Generasi muda menjadi penyumbang kesabaran terbesar. Gen Z Indonesia mencatat tingkat kesabaran 73%, lebih tinggi dibanding Gen X dan Baby Boomers (64%). Tingkat penerimaan Gen Z terhadap layanan digital otomatis menjelaskan mengapa Indonesia memiliki toleransi tertinggi di kawasan.
Kesabaran Tinggi, tapi Kontekstual
Namun, kesabaran konsumen Indonesia bersifat kontekstual. Untuk kasus kesehatan atau isu penting lainnya, toleransi meningkat signifikan. Sebanyak 81% konsumen mengaku tetap sabar ketika harus mengajukan pertanyaan lanjutan setelah konsultasi dengan dokter.
Sebaliknya, untuk situasi mendesak seperti keterlambatan pengiriman barang ritel atau gangguan layanan teknologi, kesabaran menurun namun masih tergolong tinggi. Tingkat kesabaran mencapai 63% untuk isu ritel dan 69% untuk gangguan layanan teknologi atau telekomunikasi, lebih tinggi dibanding rata-rata APJ (62%) maupun negara matang seperti Jepang dan Singapura.
Meski Indonesia dikenal sabar, batas toleransinya jelas pada tahap awal penggunaan layanan. Sebanyak 53% konsumen Indonesia mengaku akan membatalkan penggunaan aplikasi jika proses pendaftarannya rumit atau terlalu panjang. Dari angka itu, 23% langsung hilang percaya pada kemampuan brand menjaga keamanan data.
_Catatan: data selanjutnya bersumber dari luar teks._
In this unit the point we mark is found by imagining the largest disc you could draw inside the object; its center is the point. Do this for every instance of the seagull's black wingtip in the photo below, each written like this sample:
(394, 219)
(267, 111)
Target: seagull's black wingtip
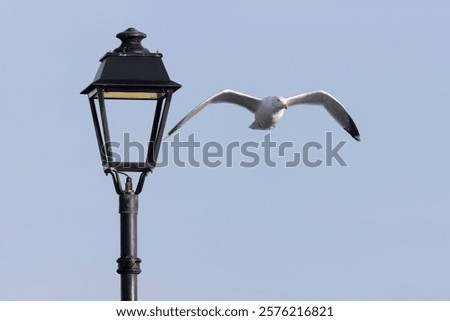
(353, 130)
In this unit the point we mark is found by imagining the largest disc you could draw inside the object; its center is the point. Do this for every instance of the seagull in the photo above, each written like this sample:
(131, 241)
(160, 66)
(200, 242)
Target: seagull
(269, 111)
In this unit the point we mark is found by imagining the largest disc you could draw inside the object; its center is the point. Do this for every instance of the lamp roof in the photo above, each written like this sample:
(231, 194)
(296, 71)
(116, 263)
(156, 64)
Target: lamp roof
(131, 67)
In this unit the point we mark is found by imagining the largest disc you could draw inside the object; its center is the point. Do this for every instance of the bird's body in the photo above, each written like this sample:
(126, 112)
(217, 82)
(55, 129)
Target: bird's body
(269, 111)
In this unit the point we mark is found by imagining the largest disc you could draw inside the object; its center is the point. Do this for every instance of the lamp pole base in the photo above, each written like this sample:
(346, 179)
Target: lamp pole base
(128, 263)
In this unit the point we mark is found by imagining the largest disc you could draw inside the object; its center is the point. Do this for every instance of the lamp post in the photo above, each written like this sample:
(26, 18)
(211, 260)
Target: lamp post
(129, 72)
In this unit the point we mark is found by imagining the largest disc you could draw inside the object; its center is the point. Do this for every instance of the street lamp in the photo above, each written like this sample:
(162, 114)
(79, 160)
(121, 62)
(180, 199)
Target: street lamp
(129, 72)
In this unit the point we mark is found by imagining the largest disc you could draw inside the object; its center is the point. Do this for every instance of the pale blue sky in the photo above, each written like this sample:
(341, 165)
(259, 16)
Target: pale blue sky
(375, 230)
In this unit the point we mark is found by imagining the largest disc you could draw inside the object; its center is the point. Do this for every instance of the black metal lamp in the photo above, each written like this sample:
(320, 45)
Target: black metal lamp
(130, 72)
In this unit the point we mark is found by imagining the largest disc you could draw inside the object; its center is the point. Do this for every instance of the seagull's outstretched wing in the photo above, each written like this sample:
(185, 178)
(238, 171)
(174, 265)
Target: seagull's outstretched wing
(224, 96)
(331, 104)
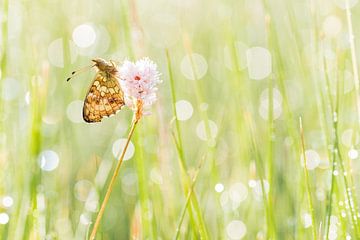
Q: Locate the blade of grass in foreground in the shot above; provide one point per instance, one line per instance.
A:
(307, 183)
(185, 177)
(260, 172)
(177, 233)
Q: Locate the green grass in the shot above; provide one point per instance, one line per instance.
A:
(166, 190)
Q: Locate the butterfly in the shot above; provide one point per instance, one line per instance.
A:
(104, 97)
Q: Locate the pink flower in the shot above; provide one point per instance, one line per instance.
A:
(138, 81)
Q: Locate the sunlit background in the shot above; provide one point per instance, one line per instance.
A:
(243, 73)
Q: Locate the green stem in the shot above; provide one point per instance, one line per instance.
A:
(307, 182)
(112, 181)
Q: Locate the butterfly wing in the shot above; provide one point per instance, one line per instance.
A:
(104, 98)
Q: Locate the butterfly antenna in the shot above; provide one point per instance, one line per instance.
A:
(77, 72)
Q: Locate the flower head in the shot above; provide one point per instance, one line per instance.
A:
(138, 81)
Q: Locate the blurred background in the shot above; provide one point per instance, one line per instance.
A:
(220, 157)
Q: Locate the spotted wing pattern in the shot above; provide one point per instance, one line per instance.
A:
(104, 98)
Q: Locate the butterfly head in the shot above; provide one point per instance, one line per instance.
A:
(103, 65)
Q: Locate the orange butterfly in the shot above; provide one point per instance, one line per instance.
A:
(105, 96)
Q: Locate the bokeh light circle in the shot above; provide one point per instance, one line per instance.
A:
(84, 35)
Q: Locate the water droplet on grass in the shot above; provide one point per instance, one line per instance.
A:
(48, 160)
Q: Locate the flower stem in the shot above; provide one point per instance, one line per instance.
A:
(112, 182)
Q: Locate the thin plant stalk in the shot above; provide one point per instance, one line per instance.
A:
(112, 182)
(186, 181)
(191, 190)
(307, 183)
(260, 172)
(353, 56)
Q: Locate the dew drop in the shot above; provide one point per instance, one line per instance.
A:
(48, 160)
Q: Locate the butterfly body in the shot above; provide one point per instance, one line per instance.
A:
(105, 96)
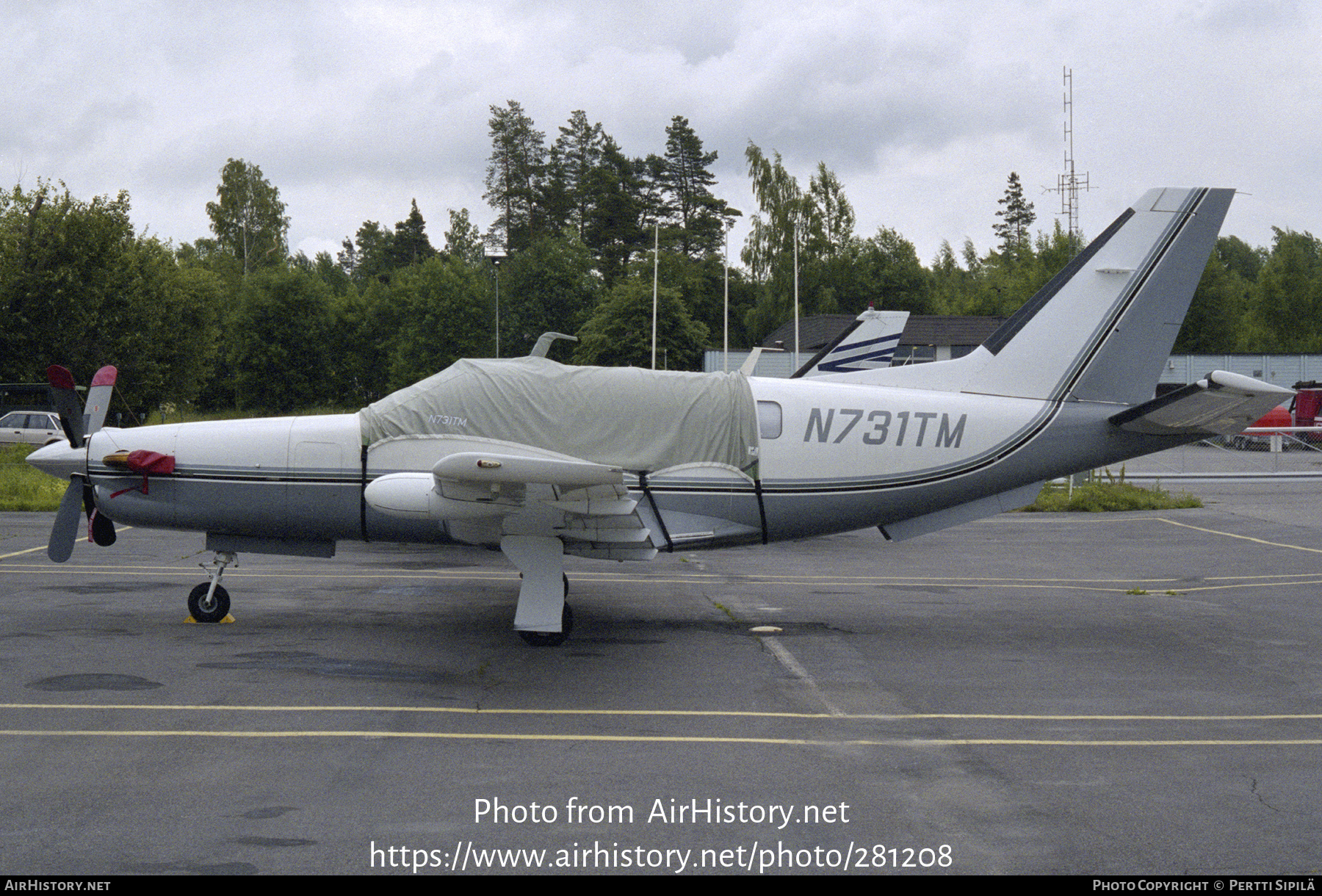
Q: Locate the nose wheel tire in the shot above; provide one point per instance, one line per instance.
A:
(208, 611)
(552, 639)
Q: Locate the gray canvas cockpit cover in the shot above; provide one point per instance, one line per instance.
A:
(623, 416)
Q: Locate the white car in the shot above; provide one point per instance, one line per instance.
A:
(31, 428)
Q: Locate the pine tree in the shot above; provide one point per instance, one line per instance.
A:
(1016, 218)
(410, 245)
(515, 176)
(687, 180)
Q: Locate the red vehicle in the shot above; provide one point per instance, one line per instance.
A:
(1302, 411)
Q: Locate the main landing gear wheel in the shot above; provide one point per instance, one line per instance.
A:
(552, 639)
(208, 611)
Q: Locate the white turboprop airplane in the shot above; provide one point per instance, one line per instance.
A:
(543, 460)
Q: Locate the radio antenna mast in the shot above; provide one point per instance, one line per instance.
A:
(1070, 181)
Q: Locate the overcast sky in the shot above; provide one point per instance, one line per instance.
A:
(922, 109)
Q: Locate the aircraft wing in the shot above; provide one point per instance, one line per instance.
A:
(482, 492)
(1219, 403)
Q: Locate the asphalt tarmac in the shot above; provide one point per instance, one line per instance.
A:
(1033, 693)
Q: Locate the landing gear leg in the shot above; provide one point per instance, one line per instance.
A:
(209, 601)
(542, 618)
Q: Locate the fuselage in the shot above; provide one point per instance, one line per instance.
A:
(831, 458)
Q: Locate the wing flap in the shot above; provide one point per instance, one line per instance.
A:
(497, 468)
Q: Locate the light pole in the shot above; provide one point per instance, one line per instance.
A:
(496, 256)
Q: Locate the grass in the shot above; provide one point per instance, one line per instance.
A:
(23, 487)
(1108, 494)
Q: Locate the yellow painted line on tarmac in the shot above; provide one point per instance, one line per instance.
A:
(1247, 538)
(665, 739)
(40, 547)
(862, 717)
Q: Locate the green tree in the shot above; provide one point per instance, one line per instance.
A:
(515, 176)
(279, 349)
(1017, 217)
(444, 314)
(574, 156)
(409, 243)
(697, 217)
(248, 217)
(619, 333)
(1289, 292)
(463, 238)
(614, 229)
(549, 287)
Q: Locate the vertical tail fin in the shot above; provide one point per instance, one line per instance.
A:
(1103, 328)
(867, 344)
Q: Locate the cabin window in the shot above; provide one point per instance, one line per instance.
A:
(768, 419)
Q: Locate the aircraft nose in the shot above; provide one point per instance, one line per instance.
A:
(59, 460)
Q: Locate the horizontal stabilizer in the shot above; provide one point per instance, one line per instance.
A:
(1221, 403)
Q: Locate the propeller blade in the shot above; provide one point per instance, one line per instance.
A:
(98, 400)
(66, 402)
(101, 529)
(65, 532)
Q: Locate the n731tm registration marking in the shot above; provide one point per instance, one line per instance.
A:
(881, 427)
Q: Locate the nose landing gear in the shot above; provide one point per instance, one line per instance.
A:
(209, 601)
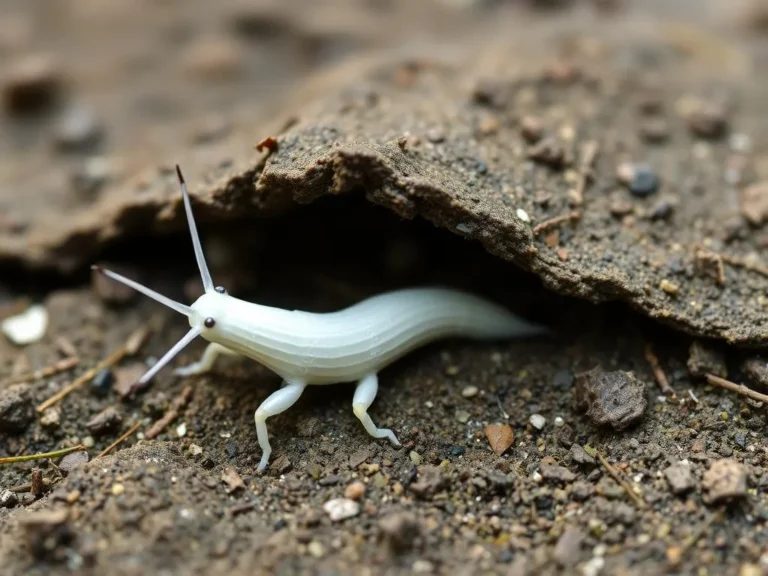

AI Bikin Sabar, Tapi Banyak yang Belum Puas
Konsumen Indonesia juga menunjukkan keterbukaan tinggi terhadap penggunaan AI dalam layanan pelanggan. Sebanyak 52% responden menilai AI membuat mereka lebih sabar, karena memahami teknologi membutuhkan waktu lebih lama untuk bekerja—jauh di atas rata-rata APJ (30%) dan Jepang (15%).
Namun dari sisi pengalaman, hasilnya belum optimal. Meskipun 78% konsumen pernah berinteraksi dengan AI, hanya 42% yang puas dengan layanan pelanggan berbasis AI. Sisanya bersikap netral (46%), dan menganggap pengalaman AI masih biasa saja.
Keluhan terbesar konsumen Indonesia terkait agen AI meliputi jawaban generik dan terbatas (39%), interaksi yang terasa kaku dan robotik (37%), dan AI yang gagal memahami pertanyaan (27%). Selain itu, 42% konsumen tetap memilih berbicara langsung dengan agen manusia, terutama terkait isu sensitif, kompleks (43%), atau terkait privasi dan keamanan (37%).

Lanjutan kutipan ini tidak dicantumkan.